Search code examples
multithreadingreactive-programmingmessage-queuemicroservicesevent-driven-design

How to handle in Event Driven Microservices if the messaging queue is down?


Assume there are two services A and B, in a microservice environment.

In between A and B sits a messaging queue M that is a broker.

A<---->'M'<----->B

The problem is what if the broker M is down?

Possible Solution i can think of: Ping from Service A at regular intervals to check on Messaging queue M as long as it is down. In the meantime, service A stores the data in a local DB and dumps it into the queue once the broker M is up.

Considering the above problem, if someone can suggest whether threads or reactive programming is best suited for this scenario and ways it could be handled via code, I would be grateful.


Solution

  • The problem is what if the broker M is down?

    If the broker is down, then A and B can't use it to communicate.

    What A and B should do in that scenario is going to depend very much on the details of your particular application/use-case.

    Is there useful work they can do in that scenario?

    If not, then they might as well just stop trying to handle any work/transactions for the time being, and instead just sit and wait for M to come back up. Having them do periodic pings/queries of M (to see if it's back yet) while in this state is a good idea.

    If they can do something useful in this scenario, then you can have them continue to work in some sort of "offline mode", caching their results locally in anticipation of M's re-appearance at some point in the future. Of course this can become problematic, especially if M doesn't come back up for a long time -- e.g.

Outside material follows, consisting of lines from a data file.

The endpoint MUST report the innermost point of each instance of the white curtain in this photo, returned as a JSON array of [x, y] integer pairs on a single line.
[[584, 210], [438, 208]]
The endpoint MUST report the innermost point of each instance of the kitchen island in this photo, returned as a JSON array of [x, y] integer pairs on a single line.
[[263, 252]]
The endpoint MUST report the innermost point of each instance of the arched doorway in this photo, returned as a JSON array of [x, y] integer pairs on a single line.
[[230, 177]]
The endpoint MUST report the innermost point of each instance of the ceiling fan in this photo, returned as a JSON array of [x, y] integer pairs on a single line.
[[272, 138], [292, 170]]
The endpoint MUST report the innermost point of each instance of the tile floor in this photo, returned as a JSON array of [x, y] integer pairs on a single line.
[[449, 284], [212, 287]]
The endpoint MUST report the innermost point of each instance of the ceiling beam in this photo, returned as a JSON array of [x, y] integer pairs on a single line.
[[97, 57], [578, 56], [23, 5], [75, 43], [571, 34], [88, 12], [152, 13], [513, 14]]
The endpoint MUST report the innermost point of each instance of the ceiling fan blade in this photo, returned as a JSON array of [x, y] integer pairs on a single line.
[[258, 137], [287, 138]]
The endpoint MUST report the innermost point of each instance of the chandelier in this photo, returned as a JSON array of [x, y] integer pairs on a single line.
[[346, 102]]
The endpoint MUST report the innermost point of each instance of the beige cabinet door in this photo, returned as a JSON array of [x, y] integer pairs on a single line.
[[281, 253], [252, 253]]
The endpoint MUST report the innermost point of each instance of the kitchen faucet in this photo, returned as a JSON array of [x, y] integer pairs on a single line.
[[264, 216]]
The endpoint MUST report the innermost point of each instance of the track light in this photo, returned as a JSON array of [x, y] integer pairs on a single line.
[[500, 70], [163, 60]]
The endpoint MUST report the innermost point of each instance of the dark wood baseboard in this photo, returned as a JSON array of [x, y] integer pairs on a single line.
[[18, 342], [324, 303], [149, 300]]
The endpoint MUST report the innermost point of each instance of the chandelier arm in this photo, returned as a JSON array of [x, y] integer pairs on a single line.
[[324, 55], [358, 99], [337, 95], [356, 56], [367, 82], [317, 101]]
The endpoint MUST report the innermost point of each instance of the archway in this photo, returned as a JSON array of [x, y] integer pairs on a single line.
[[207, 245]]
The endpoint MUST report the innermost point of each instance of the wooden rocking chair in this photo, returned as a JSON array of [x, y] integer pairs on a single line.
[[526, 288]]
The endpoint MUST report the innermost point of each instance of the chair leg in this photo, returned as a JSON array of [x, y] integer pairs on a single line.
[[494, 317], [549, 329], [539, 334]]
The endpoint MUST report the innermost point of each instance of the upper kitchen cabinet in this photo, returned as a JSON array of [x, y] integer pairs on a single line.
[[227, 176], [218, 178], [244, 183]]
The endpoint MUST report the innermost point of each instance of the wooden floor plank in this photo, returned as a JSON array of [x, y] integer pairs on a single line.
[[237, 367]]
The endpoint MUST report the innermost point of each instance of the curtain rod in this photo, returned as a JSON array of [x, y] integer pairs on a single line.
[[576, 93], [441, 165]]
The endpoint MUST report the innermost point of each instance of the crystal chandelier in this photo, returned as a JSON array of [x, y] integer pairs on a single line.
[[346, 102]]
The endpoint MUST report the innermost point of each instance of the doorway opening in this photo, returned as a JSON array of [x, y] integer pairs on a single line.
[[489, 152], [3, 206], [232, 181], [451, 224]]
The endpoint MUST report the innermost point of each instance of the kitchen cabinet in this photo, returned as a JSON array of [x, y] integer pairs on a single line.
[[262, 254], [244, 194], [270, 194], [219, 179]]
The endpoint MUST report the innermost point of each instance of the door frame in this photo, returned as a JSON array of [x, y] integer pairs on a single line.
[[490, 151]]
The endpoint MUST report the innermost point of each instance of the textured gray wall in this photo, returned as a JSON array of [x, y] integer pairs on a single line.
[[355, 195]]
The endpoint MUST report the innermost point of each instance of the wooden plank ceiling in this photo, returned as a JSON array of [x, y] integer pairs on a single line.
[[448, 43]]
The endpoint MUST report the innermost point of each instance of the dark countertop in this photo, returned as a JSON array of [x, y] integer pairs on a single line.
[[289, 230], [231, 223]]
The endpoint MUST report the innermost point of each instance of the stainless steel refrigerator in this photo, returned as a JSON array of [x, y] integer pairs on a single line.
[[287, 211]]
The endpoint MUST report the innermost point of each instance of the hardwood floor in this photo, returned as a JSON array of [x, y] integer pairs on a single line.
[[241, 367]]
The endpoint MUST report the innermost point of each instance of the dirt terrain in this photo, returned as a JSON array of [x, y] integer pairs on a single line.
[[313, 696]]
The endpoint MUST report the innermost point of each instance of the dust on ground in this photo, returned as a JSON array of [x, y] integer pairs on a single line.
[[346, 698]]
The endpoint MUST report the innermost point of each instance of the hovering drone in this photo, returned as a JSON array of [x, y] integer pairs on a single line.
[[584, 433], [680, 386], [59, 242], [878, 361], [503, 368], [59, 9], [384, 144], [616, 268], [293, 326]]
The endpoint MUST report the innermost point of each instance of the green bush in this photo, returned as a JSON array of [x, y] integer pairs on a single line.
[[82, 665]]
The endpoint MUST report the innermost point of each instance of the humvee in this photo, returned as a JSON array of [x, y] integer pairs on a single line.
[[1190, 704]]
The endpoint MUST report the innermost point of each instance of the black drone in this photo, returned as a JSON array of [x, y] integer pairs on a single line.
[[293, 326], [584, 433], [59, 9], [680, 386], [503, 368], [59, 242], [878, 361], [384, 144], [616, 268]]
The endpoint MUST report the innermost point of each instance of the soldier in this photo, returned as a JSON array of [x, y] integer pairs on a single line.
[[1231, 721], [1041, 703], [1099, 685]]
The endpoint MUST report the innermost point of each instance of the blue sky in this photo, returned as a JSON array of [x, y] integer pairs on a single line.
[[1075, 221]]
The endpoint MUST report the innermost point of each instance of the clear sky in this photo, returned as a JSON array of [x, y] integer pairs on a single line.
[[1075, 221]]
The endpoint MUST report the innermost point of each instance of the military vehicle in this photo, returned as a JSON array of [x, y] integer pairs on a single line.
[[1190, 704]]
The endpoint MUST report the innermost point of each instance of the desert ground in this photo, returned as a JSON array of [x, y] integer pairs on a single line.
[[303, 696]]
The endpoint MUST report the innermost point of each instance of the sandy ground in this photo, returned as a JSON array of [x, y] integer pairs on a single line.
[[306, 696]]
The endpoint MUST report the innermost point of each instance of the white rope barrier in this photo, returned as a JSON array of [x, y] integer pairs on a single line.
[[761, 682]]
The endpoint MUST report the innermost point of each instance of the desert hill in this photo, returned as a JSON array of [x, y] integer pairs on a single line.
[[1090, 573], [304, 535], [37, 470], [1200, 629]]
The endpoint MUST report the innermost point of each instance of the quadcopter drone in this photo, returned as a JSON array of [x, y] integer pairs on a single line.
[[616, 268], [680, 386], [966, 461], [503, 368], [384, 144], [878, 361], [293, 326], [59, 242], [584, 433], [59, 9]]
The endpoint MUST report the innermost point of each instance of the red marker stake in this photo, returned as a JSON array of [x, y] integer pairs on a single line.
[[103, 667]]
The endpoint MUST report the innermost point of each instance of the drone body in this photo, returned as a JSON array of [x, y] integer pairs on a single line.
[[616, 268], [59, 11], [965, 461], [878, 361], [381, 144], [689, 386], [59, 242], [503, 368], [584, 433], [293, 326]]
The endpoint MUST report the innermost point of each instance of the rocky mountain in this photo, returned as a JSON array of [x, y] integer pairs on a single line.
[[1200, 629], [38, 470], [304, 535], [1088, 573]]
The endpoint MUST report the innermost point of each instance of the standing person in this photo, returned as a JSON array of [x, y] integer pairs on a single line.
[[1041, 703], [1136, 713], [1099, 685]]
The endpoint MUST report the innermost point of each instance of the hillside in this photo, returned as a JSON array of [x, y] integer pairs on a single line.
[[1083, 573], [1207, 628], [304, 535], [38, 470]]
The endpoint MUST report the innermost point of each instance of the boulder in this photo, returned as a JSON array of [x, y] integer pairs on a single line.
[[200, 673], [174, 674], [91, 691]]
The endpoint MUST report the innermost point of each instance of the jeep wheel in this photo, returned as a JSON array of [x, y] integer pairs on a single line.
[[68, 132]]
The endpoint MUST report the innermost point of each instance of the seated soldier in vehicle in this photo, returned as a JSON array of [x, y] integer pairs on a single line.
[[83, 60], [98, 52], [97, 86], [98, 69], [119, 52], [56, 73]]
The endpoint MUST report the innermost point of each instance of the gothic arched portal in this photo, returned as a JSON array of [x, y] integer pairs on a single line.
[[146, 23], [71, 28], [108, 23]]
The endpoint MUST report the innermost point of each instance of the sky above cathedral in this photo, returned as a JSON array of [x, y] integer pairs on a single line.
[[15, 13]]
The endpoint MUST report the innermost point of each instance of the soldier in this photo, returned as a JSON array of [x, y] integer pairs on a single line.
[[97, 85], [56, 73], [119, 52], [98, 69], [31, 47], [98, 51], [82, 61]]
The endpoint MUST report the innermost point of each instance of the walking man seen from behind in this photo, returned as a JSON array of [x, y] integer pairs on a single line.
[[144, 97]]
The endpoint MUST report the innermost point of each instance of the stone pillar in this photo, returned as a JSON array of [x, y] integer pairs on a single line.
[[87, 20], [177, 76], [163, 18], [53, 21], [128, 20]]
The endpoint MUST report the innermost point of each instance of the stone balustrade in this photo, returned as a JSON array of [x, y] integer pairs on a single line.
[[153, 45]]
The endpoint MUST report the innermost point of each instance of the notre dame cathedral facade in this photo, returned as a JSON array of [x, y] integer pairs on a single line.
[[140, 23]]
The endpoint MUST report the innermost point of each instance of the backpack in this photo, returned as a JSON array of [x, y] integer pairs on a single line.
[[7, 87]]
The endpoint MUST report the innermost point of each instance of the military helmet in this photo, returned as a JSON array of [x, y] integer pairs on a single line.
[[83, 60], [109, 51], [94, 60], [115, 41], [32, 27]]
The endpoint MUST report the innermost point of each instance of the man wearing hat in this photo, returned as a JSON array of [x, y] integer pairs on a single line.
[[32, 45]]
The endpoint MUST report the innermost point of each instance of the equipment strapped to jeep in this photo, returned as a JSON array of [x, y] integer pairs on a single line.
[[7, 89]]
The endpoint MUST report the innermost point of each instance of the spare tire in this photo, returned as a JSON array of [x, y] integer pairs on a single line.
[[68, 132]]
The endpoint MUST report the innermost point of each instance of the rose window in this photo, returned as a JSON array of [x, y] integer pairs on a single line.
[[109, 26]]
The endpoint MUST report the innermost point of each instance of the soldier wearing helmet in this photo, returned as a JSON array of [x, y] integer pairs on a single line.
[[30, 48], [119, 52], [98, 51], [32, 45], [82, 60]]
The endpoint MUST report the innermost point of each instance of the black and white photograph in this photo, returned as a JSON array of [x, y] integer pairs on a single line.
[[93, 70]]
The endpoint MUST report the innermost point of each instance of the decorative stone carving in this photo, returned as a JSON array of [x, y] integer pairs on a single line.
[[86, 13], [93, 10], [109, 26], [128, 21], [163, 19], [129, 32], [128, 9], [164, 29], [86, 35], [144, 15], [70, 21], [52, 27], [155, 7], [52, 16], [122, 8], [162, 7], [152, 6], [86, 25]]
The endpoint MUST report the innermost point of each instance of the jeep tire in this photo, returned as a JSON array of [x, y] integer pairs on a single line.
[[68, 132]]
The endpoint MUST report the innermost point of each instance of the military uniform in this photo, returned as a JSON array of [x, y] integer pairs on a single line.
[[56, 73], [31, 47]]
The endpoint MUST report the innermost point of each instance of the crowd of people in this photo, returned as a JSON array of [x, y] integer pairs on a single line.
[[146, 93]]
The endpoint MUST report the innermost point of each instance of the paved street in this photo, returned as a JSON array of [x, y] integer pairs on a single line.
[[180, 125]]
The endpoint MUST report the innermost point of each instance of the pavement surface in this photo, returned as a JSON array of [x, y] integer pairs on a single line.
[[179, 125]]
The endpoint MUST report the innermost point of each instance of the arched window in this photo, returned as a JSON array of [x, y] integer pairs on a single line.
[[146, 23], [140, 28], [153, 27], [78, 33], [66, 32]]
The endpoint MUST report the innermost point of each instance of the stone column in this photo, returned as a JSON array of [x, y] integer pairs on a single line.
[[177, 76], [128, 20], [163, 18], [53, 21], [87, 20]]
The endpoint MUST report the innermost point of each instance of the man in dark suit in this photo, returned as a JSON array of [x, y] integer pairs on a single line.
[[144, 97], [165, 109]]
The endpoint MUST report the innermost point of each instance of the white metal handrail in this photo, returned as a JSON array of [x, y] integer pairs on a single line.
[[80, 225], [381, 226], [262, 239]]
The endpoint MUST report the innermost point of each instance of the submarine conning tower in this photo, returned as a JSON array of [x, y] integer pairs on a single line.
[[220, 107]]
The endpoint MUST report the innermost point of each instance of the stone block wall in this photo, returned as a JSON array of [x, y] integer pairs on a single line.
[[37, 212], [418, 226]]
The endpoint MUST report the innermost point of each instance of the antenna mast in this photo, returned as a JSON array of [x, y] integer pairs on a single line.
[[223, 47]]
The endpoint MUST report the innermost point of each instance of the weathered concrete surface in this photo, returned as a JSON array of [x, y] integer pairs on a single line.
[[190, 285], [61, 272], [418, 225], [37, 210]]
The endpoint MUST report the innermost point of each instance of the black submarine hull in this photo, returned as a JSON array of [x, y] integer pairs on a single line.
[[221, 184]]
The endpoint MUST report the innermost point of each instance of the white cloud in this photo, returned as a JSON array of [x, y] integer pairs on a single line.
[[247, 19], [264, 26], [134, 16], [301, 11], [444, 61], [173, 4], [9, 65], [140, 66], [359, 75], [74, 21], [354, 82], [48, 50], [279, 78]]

    • what if the set of cached local results becomes unreasonably large, such that A/B runs out of space to store it?
    • Or what if A and B cache local results that will both apply to the same data structure(s) within M, such that when M comes back online, some of A's results will overwrite B's (or vice-versa, depending on the order in which they reconnect)? (This is analogous to the sort of thing that source-code-control servers have to deal with after several developers have been working offline, both making changes to the same lines in the same file, and then they both come back online and want to commit their changes to that file. It can get a bit complex and there's not always an obvious "correct" way to resolve conflicts)
    • Finally what if it was something A or B "said" that caused M to crash in the first place? In that case, re-uploading the same requests to M after it comes back online might only cause it to crash again, and so on in an infinite loop, making the service perpetually unusable. (In this case, of course, the proper fix would be to debug M)

    Another approach might be to try to avoid the problem by having multiple redundant brokers (e.g. M1, M2, M3, ...) such that as long as at least one of them is still available, productive work can continue. Or perhaps allow A and B to communicate with each other directly rather than through an intermediary.

    As for whether this sort of thing would best be handled by threads or reactive programming, that's a matter of personal preference -- personally I prefer reactive programming, because the multiple-threads style usually means blocking-RPC-operations, and a thread that is blocked inside a blocking-operation is a frozen/helpless thread until the remote party responds (e.g. if M takes 2 minutes to respond to an RPC request, then A's RPC call to M cannot return for 2 minutes, which means that the calling thread is unable to do anything at all for 2 minutes). In a reactive approach, A's thread could also be doing other things during this period (such as pinging M to make sure it's okay, or contacting a backup broker, or whatever) during that 2 minute period if it wanted to.